Though a successor has still not been announced for artistic director Anthony Clark, who departs next month, Hampstead Theatre has today announced its spring 2010 season. In addition to the already announced Royal Shakespeare Company productions of David Greig’s Dunsinane and Dennis Kelly’s The Gods Weep (See News, 3 Sep 2009), and the star-studded 150th birthday jubilee in honour of Anton Chekhov (See News, 2 Dec 2009), the programme includes new plays by Sebastian Barry, directed by Max Stafford-Clark, and Jonathan Harvey.

Clark announced in June that he would be stepping down at the end of this year’s 50th anniversary season, after seven – sometimes rocky - years in charge of the new writing centre (See News, 30 Jun 2009). He took over in 2003, just after the theatre had moved into its new purpose-built £15.7 million state-of-the-art facility in Swiss Cottage, north London.

Recruitment began over the summer for Clark’s successor. Typically, an announcement would have already been made and a handover period arranged. Names that have been bandied about as possible candidates include regular West End directors Lindsay Posner, David Grindley, Anna Mackmin and Thea Sharrock (who has previously run the Gate and Southwark Playhouse), Bush artistic director Josie Rourke, Royal Court associate Ramin Gray and Roger Michell, who is now better known for his screen credits on the likes of Notting Hill and Enduring Love.

The announcement of Clark’s successor is now expected in early January. In a press statement today, Hampstead executive director Rebecca Morland said: ““We are very sad to be losing Anthony in January. His legacy to us is a host of new writing awards, a thriving creative learning programme, a 50-year-old company, which has successfully doubled in size and output since moving into its new home, and strong connections with new writing companies throughout the country.”


After A Jubilee for Anton Chekhov, running from 18 to 23 January 2010, with each evening featuring a different selection of works, the two RSC productions will move in to the main house successively.

Greig’s Dunsinane, which takes its title from a place in Scotland that’s also mentioned in Macbeth, is billed as a “vision of one man’s desire to restore peace in a country ravaged by war”. It’s set in 11th-century Scotland, where an English army sweeps in to take the seat of power and a commanding offer attempts to negotiate. It’s directed by Roxana Silbert and runs at Hampstead from 17 February to 6 March 2010 (previews from 10 February).

Kelly’s The Gods Weep focuses on the life of a CEO whose global business may have grown to a scale that’s uncontainable. It’s directed by Maria Aberg and runs at Hampstead from 17 March to 3 April 2010 (previews from 11 March).

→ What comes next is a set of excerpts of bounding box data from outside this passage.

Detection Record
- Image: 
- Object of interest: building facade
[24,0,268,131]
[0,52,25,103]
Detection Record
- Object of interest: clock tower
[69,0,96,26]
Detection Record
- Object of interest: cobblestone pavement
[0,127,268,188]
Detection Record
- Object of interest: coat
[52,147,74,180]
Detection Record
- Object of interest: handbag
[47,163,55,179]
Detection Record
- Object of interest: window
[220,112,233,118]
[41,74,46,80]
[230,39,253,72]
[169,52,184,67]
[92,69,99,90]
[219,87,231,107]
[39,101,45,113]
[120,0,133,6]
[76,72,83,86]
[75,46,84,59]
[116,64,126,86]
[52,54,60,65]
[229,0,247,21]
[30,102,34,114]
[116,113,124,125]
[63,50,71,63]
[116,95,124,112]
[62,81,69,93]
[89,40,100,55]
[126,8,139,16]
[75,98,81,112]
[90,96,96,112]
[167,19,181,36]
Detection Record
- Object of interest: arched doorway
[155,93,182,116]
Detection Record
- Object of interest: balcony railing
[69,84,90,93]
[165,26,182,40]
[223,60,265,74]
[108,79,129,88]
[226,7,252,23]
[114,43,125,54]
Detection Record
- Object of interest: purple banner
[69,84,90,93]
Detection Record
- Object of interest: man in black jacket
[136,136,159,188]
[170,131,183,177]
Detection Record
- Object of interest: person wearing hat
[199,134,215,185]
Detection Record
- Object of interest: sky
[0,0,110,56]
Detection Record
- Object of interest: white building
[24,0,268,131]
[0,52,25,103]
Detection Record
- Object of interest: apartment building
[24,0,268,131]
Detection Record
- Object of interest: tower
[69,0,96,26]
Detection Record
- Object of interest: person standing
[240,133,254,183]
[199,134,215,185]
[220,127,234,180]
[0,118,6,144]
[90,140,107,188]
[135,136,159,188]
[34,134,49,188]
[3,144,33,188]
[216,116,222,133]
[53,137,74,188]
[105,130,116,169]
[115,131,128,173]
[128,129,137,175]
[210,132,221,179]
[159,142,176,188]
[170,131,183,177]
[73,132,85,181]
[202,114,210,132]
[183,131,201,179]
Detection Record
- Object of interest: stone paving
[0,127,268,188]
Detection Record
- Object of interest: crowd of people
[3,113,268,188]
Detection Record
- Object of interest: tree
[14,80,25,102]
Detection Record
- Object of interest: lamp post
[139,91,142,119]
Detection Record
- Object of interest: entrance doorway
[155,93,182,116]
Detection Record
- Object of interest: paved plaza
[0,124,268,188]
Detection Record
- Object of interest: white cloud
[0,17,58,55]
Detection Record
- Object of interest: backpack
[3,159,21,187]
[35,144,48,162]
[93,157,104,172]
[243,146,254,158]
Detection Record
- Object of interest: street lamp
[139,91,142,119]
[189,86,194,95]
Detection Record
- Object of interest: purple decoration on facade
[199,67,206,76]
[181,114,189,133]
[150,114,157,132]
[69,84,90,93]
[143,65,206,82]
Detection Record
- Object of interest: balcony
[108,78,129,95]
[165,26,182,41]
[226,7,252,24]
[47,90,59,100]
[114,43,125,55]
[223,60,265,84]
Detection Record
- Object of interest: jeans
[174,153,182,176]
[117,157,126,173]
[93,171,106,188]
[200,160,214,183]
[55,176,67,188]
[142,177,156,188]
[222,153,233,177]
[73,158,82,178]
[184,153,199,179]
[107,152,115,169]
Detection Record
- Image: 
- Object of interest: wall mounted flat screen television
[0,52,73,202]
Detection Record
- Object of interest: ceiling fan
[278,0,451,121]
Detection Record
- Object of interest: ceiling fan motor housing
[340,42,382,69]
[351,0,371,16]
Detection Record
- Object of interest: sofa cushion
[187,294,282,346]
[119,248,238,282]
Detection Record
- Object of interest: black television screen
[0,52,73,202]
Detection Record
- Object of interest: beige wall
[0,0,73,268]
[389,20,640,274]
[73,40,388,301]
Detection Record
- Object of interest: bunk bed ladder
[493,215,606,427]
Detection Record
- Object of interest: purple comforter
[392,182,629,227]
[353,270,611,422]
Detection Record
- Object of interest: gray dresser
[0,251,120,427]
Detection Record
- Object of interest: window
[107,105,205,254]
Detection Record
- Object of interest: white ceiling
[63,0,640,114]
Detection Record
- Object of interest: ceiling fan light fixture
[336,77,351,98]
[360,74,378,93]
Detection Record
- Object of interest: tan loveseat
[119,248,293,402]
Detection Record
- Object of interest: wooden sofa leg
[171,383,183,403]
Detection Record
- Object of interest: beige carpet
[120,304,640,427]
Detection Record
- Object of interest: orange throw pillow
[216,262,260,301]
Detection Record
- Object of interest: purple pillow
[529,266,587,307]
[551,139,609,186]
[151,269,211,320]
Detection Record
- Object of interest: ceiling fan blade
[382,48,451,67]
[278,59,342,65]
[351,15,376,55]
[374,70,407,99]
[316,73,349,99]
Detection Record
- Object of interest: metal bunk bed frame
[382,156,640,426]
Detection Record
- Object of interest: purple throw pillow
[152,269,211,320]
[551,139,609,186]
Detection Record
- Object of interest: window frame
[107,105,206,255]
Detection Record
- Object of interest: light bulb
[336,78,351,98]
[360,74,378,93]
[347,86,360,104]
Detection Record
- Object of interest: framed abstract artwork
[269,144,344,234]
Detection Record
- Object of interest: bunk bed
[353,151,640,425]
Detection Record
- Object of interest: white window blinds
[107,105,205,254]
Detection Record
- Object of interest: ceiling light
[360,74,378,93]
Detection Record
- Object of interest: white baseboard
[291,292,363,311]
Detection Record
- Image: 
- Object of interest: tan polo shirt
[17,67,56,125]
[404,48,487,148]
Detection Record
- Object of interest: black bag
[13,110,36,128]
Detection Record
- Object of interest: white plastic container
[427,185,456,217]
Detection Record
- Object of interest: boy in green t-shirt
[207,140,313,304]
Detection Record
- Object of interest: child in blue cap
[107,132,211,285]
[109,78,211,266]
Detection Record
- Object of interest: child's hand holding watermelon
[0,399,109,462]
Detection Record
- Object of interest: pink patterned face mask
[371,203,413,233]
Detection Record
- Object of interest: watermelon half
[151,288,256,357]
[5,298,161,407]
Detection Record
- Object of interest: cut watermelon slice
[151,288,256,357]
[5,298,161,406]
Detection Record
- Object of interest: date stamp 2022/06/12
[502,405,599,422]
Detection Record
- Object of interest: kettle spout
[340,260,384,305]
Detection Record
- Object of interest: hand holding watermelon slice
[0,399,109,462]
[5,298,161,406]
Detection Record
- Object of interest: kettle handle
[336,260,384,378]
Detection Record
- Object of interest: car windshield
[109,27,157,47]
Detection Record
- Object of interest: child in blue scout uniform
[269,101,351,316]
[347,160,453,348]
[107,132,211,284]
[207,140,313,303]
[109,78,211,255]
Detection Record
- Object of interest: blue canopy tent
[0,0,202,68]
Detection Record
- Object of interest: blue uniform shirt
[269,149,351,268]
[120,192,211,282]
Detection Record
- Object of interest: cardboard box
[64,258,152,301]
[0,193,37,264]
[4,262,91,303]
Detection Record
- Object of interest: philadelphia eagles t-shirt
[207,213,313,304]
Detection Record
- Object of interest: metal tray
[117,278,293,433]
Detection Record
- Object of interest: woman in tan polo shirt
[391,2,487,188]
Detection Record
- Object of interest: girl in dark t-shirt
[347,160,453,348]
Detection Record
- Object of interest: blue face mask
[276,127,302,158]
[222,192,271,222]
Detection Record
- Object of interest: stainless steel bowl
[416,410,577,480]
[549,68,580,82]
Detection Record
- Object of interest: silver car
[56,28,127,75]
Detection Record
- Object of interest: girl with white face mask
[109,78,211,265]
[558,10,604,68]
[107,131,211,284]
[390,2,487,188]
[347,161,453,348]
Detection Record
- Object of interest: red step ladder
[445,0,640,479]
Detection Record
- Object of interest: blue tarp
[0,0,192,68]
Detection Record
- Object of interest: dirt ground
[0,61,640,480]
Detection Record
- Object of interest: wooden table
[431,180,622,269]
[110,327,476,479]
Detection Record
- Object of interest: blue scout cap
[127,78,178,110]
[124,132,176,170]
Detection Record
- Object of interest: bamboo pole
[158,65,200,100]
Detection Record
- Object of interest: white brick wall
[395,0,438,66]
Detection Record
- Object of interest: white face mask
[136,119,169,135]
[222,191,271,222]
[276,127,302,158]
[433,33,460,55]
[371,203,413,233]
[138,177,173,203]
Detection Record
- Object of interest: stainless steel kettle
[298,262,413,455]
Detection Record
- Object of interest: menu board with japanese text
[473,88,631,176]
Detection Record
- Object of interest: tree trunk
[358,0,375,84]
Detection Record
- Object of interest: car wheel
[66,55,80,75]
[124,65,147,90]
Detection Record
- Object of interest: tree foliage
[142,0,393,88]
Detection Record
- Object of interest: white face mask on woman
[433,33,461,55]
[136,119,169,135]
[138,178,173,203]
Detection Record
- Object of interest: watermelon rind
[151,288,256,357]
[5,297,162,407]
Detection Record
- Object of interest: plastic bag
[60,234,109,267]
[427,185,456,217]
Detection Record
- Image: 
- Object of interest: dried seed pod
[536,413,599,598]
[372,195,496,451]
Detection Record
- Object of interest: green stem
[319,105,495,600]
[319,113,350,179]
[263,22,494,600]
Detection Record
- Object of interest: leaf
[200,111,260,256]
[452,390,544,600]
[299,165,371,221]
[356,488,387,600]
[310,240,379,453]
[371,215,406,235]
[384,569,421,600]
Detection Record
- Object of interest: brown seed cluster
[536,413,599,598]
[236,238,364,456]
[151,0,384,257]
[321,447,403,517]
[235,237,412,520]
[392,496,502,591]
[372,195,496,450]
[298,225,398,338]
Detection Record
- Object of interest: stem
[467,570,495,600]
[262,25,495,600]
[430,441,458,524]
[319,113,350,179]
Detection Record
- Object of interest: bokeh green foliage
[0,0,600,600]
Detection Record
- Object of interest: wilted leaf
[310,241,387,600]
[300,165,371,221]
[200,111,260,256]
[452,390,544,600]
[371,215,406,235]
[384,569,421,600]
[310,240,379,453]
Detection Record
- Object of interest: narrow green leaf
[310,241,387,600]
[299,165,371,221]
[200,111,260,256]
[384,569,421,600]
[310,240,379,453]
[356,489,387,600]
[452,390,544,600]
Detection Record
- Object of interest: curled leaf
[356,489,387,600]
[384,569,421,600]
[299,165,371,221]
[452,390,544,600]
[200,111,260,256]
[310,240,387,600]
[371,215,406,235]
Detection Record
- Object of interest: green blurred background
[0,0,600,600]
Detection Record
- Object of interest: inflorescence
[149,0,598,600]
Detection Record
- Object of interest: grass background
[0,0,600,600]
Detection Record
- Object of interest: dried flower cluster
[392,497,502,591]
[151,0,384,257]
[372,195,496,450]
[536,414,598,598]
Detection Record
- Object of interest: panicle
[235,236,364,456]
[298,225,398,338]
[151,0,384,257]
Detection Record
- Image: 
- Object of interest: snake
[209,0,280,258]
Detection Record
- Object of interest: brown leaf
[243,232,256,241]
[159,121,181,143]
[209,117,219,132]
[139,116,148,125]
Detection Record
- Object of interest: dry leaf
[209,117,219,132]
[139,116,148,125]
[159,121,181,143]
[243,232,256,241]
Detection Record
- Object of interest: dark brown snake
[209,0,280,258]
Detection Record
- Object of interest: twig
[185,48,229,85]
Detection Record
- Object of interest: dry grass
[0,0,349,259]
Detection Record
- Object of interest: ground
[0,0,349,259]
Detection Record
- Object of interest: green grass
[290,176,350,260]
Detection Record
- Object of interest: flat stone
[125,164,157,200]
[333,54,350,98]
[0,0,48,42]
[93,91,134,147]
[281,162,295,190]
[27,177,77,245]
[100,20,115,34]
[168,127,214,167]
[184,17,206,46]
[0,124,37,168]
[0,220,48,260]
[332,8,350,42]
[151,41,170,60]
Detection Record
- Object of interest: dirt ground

The Out of Joint production of Sebastian Barry’s latest play Andersen's English, directed by Out of Joint artistic director Max Stafford-Clark, concludes its tour at Hampstead, where it runs from 8 April to 8 May 2010 (preview 7 April). Celebrated children's writer Hans Christian Andersen arrives, unannounced, at the apparently blissful family home of Charles Dickens. With his broken English, Andersen doesn't at first see the storms brewing: undeclared passions, a son about to go to India, and a growing strangeness at the heart of Dickens' marriage.

Irishman Sebastian Barry’s other plays include The Steward of Christendom, Our Lady of Sligo and Hinterland. His recent novel The Secret Scripture won the 2008 Costa Prize and was shortlisted for last year’s Booker Prize.

The cast for Andersen's English includes Niamh Cusack, Lisa Kerr, Rose Leslie, Alastair Mavor, Kathryn O'Reilly, David Rintoul and Danny Sapani. Prior to Hampstead, Andersen's English opens on 11 February 2010 at the Theatre Royal Bury St Edmunds and then visits Southampton, Leeds, Manchester, Coventry, Salisbury and Clwyd.

It’s followed at Hampstead, from 17 May to 12 June 2010, by the premiere of Canary, the new play by Beautiful Thing author Jonathan Harvey, which is co-produced by Hampstead, Liverpool Everyman and Playhouse and English Touring Theatre and directed by Hettie MacDonald. Set in Liverpool and London over five decades, the hard-hitting tale of forbidden love explores changing attitudes to homosexuality. It’s advised for ages 16+. Canary opens first in Liverpool, from 23 April to 15 May, and embarks on a regional tour after Hampstead.

Also at Hampstead this spring, Penelope Skinner premieres a new play called Scarlet Circus, which was commissioned by and written for the 14- to 18-year-old members of Hampstead’s young company Heat&Light. It runs in the theatre’s Michael Frayn Space from 25 to 27 March.